Staubmessung
Als Staubmessung wird die messtechnische Erfassung der Massen- oder Anzahlkonzentration von staubförmigen Verunreinigungen bewegter oder ruhender Gase bezeichnet. Für die Staubmessung stehen unterschiedliche Messverfahren zur Verfügung. Sie wird sowohl zur Emissions- als auch zur Immissionsüberwachung durchgeführt. Auch zur Überprüfung und Charakterisierung von Entstaubungsapparaten, wie beispielsweise Filtern, werden Staubmessungen durchgeführt. Die Messergebnisse werden meist in Masse pro Volumen angegeben, Staubmasse und Partikelanzahl können aber auch auf andere Größen bezogen sein.
Grundlagen
Die Messung von Stäuben in ruhender Luft oder in strömenden Gasen kann aufgrund unterschiedlicher Notwendigkeiten geschehen. Betreiber genehmigungsbedürftiger Anlagen sind häufig dazu verpflichtet, regelmäßig oder gar kontinuierlich Messungen der emittierten Luftschadstoffe, zu denen Staub zählt, durchzuführen. Genehmigungsbescheide und Verordnungen enthalten Grenzwerte, die einzuhalten sind. Bei deren Überschreitung ist der Anlagenbetreiber angehalten, Maßnahmen zur Emissionsminderung durchzuführen. Bei Verbrennungsprozessen in genehmigungspflichtigen Anlagen ist eine Staubmessung üblicherweise vorgeschrieben. In Deutschland veröffentlicht dazu das Umweltbundesamt auf seinen Internetseiten eine Liste mit eignungsgeprüften kontinuierlich arbeitenden Staubmessgeräten.[1]

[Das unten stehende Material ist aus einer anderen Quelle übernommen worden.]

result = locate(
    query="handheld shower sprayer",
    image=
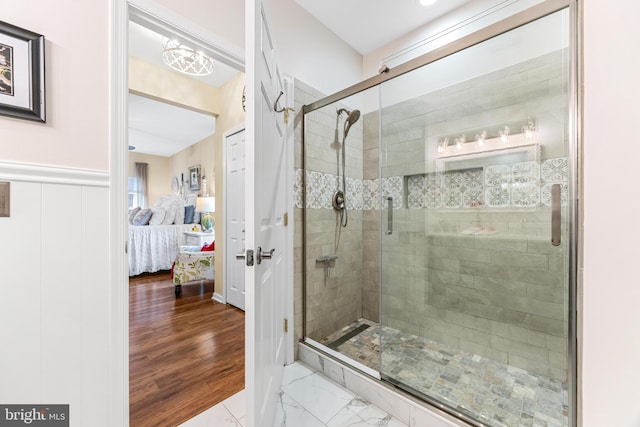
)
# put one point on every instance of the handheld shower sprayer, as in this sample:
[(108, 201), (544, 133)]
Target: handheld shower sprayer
[(339, 197)]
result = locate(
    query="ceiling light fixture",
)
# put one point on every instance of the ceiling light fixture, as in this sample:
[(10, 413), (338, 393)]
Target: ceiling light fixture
[(185, 59)]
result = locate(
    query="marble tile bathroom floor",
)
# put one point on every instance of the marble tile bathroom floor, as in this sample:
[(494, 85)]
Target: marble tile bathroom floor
[(307, 399), (489, 391)]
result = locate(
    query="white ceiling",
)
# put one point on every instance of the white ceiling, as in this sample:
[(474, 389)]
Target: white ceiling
[(367, 25), (147, 45), (163, 129)]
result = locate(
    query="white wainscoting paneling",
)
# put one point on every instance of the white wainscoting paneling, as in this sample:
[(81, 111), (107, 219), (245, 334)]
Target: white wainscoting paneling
[(21, 296), (54, 279)]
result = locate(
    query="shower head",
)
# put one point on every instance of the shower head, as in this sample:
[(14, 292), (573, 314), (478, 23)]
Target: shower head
[(352, 118)]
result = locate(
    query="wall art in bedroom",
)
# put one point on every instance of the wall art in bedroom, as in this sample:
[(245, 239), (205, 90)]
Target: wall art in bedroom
[(194, 178), (22, 87)]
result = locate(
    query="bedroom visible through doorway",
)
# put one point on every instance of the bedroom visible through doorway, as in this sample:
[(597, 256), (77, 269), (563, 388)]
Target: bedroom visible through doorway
[(170, 363)]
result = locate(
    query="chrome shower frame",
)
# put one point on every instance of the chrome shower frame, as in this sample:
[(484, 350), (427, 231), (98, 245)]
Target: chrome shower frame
[(534, 13)]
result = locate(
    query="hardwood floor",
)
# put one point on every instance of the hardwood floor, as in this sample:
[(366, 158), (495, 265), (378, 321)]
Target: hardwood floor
[(185, 354)]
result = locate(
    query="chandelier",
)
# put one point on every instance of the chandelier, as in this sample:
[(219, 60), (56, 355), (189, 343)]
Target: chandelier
[(186, 59)]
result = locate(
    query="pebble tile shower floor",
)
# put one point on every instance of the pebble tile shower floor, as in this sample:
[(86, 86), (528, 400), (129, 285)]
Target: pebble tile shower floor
[(489, 391)]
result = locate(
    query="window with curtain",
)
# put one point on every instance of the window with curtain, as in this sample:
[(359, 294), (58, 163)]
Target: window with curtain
[(138, 186)]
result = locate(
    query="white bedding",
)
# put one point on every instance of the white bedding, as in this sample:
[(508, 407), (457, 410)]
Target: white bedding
[(154, 247)]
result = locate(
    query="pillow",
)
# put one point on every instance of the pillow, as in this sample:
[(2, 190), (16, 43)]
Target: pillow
[(170, 215), (191, 199), (209, 247), (179, 204), (158, 216), (132, 214), (188, 214), (142, 217)]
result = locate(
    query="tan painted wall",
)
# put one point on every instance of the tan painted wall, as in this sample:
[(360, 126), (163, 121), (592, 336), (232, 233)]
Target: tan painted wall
[(158, 178)]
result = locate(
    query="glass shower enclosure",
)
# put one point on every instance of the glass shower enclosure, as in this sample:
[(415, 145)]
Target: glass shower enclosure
[(438, 228)]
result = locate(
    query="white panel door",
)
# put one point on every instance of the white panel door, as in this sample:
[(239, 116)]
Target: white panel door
[(265, 212), (235, 221)]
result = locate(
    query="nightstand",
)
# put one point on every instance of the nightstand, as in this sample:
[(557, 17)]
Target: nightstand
[(197, 238)]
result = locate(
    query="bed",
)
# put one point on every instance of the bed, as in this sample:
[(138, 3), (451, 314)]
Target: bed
[(155, 237), (154, 247)]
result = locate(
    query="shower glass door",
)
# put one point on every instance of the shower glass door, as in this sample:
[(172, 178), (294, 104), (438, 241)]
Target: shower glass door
[(475, 243)]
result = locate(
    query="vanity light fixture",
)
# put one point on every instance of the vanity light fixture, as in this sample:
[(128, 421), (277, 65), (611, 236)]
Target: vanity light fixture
[(504, 134), (480, 138), (499, 140), (185, 59)]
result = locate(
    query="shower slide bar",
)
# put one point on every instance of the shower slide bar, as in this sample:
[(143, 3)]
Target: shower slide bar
[(389, 215)]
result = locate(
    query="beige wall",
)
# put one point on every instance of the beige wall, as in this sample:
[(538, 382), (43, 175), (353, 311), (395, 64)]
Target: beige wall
[(158, 178), (199, 154)]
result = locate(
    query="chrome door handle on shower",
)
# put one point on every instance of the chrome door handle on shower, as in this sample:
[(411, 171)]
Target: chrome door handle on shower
[(556, 203), (389, 215)]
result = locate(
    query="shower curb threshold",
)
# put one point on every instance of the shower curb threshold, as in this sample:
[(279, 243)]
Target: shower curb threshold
[(395, 402)]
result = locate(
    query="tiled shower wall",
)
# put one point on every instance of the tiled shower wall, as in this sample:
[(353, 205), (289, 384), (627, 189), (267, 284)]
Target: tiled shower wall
[(469, 263), (334, 295)]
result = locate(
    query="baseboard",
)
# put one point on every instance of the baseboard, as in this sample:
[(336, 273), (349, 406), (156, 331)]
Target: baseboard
[(218, 298)]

Die Immissionsmessung von Staub unterscheidet zwischen Schwebstaub und Staubniederschlag.[2] Beides wird durch die für den Immissionsschutz zuständigen Behörden, die Messnetze zur Erfassung der Immission von Luftschadstoffen zur Überwachung der Luftqualität betreiben, überwacht.[3] Die Erfassung sowohl der Schwebstaubkonzentration als auch des Staubniederschlags dient zur Charakterisierung der Immissionssituation.[4] Als sogenannte indirekte Methode zur Emissionsermittlung erlauben Schwebstaub-Immissionsmessungen darüber hinaus mittels Quelltermrückrechnung Aussagen über diffuse Emissionen.[5]

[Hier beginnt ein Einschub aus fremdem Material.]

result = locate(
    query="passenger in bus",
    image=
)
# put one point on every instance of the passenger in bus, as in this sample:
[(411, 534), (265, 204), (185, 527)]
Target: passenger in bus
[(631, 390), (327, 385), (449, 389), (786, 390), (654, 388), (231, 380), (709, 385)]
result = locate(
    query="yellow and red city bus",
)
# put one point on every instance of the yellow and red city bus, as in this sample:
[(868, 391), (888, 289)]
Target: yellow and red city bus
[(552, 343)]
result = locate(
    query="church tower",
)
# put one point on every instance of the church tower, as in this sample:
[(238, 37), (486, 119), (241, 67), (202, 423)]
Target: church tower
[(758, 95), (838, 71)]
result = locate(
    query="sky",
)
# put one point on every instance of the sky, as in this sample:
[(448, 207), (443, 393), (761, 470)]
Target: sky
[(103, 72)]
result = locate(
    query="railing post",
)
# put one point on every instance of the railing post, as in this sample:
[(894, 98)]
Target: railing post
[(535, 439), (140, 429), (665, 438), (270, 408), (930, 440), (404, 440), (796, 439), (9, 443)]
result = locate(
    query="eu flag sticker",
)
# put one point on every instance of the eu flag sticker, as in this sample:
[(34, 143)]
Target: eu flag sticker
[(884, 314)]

Zur Kontrolle des Schutzes der Beschäftigten finden an besonders exponierten Arbeitsplätzen häufig Messungen von Schadstoffen, darunter auch Staub, statt. Sind Kontroll- oder Grenzwerte überschritten, so sind Gegenmaßnahmen zu ergreifen. Diese können sowohl aktiver (Quellenabsaugung) als auch passiver Natur (Schutzkleidung) sein.
Auch zur Feststellung der Leistungsfähigkeit von Entstaubungsapparaten werden mithilfe von Prüfaerosolen Staubmessungen durchgeführt.[6]

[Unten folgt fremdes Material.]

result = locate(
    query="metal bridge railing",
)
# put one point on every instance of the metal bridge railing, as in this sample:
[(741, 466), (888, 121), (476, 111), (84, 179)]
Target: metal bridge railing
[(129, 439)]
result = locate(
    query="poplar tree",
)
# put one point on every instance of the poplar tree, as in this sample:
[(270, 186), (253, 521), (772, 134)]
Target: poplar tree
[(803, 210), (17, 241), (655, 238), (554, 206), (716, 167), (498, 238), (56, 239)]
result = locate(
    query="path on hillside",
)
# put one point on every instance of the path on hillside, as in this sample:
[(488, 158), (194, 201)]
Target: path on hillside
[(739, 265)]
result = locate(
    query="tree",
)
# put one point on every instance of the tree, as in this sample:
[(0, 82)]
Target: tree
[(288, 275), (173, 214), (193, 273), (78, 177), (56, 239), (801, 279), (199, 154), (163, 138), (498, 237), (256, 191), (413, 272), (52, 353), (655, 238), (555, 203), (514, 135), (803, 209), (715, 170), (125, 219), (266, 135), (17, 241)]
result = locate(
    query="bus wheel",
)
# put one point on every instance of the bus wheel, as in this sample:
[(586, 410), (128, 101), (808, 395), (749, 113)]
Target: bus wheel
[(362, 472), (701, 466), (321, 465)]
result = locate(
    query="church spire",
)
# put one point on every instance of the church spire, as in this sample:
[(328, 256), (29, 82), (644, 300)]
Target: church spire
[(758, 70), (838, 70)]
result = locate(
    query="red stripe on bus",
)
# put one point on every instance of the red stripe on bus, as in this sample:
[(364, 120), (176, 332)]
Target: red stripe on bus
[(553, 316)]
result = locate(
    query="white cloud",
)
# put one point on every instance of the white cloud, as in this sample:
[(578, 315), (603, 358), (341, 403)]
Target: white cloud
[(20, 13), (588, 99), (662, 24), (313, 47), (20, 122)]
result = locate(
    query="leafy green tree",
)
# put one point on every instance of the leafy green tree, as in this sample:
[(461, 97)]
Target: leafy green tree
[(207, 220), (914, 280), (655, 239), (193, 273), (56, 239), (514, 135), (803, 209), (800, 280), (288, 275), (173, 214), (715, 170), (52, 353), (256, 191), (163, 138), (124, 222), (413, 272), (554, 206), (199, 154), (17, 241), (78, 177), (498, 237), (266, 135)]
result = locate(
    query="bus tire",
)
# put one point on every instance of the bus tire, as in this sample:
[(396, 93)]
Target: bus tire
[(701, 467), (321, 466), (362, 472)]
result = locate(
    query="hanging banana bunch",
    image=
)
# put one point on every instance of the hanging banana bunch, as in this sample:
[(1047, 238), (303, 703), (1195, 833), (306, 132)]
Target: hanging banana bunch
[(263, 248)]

Die Partikelgrößen bei der Staubmessung bewegen sich zwischen wenigen nm und mehr als 100 µm.[7]
Historie
Bereits in den 1870er-Jahren sammelte der französische Meteorologe Gaston Tissandier auf zwei Quadratmeter großen Papierbögen den Staubniederschlag, um Größe, Form und Anzahl der Partikel zu bestimmen.[8] Ungefähr zeitgleich hatte John Tyndall die Lichtstreuung an Partikeln beobachtet.[8][9] Das auf dem Tyndall-Effekt beruhende Tyndalloskop als Messgerät wurde allerdings erst Mitte der 1930er-Jahre etabliert.[10] 1879 entwickelte John Aitken den ersten Kondensationskernzähler.[8] 1898 publizierte der französische Agraringenieur Maximilien Ringelmann eine Methode zur Beurteilung von Abgasfahnen. Die Ringelmann-Skala enthielt Grauwerte, die mit der Opazität der Abgasfahne verglichen wurde.[11] An südafrikanischen Grubenarbeitsplätzen wurden um 1900 mit Zucker gefüllte Röhrchen eingesetzt, durch welche die mit Staub belastete Luft gesaugt wurde, um anschließend analysiert zu werden.[8] Bedeutende Apparate zur Staubmessung in der ersten Hälfte des 20. Jahrhunderts waren das Konimeter, das 1919[8] entwickelt wurde, und der Thermalpräzipitator, der 1935[12] in die Staubmesstechnik eingeführt wurde.
Die systematische gravimetrische Staubmessung begann im Jahr 1950; ein Standard wurde im Jahr 1971 implementiert.[13] Ebenfalls in den 1950er-Jahren fanden Staubmessverfahren Anwendung, die auf dem Prinzip der Massenkraftabscheidung beruhten.[14] In den 1960er-Jahren wurden Staubmessgeräte entwickelt, die auf dem Prinzip der Abschwächung von Betastrahlen beruhten (radiometrische Staubmessung).[15]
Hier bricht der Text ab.